In the current era of corporate social responsibility - with an increasing number of people expecting brands to take a stance on the issues that matter to them - it might be tempting just to say what you think your customers want to hear. However, these claims will ring hollow if they're not backed up by action.

It's crucial to ensure that your brand-building efforts align with the fundamentals of what your company does, the principles you stand for and the experience you're able to provide to job candidates and employees.

3.    Harmony with marketing

Branding is more commonly understood as a marketing concept than something that falls under the remit of the HR department. It's important, therefore, to ensure that the employer brand you're trying to build is in harmony with the image the marketing team wants to present to customers.
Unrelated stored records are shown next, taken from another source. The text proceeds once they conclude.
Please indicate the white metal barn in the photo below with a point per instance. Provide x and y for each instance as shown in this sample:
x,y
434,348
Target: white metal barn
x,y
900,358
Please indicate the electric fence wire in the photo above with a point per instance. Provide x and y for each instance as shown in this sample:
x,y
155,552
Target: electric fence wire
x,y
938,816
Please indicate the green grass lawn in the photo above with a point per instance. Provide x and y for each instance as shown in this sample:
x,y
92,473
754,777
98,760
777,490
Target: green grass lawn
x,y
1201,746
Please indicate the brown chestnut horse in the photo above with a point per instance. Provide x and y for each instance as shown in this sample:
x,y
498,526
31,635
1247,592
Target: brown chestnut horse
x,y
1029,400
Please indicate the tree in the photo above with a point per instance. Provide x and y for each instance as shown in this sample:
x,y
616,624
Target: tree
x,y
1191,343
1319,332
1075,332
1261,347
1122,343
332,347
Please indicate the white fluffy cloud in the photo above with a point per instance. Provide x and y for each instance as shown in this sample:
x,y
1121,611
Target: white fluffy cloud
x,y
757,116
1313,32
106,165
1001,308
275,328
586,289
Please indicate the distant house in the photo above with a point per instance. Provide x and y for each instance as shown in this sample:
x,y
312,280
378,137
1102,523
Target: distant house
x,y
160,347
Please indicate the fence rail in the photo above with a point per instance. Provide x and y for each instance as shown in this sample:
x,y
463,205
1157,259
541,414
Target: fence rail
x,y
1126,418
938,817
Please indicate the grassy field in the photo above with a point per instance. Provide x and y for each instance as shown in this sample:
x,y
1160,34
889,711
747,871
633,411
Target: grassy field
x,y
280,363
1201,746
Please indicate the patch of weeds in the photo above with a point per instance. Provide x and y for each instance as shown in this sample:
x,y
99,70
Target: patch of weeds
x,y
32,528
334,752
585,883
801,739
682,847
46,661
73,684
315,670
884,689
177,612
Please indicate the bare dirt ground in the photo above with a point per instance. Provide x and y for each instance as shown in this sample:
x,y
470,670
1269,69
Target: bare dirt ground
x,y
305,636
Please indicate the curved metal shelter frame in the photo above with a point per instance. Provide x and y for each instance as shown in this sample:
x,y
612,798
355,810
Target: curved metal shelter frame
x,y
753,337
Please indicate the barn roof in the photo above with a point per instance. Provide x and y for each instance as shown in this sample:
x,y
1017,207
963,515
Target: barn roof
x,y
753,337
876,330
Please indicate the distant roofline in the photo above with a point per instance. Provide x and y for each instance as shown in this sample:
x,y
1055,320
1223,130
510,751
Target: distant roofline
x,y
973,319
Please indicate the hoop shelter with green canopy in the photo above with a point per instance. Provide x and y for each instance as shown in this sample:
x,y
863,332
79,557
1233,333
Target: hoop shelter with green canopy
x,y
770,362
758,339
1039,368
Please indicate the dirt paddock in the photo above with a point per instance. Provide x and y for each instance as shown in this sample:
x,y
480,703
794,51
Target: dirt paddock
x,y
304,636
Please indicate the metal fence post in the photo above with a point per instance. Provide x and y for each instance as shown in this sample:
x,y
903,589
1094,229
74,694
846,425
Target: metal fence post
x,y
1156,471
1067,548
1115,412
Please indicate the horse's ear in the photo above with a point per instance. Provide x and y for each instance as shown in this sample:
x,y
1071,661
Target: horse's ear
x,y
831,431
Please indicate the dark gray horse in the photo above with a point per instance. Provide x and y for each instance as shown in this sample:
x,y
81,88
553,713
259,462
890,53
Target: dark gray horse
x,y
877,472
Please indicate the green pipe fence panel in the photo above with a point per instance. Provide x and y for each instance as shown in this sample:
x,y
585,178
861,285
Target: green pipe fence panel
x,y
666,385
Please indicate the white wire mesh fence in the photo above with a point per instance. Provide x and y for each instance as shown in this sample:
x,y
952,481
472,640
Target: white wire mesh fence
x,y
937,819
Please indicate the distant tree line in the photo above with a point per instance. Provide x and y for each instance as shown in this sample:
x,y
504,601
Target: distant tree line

HR and marketing need to work together on a shared, jointly approved plan that guarantees everyone is focused on common goals. If you succeed, HR's employer branding activities will support the more traditional branding work of the marketing department and vice-versa.

4.    Consistency

If you want to succeed in presenting a strong and relatable brand to job candidates and the rest of the world, it's important that the messages you put out are consistent.

In the modern era of social media - when every member of your staff has a means of communication with a potential audience of hundreds of millions - maintaining this consistency can be difficult.

Appointing a team of brand champions or ambassadors who can focus on the job of monitoring your messaging and keeping it clear and coherent is a wise move.

5.    Time and resources

One of the challenges you'll need to be ready for in your employer branding efforts is making the necessary time and resources available to do the job properly.

It should be viewed as a long-term, gradual process that yields positive outcomes over time, rather than a 'quick win' or simply a box to be ticked.

It's vital that you have the proper support from the top of the business so you can give your employer branding project the attention and investment it deserves.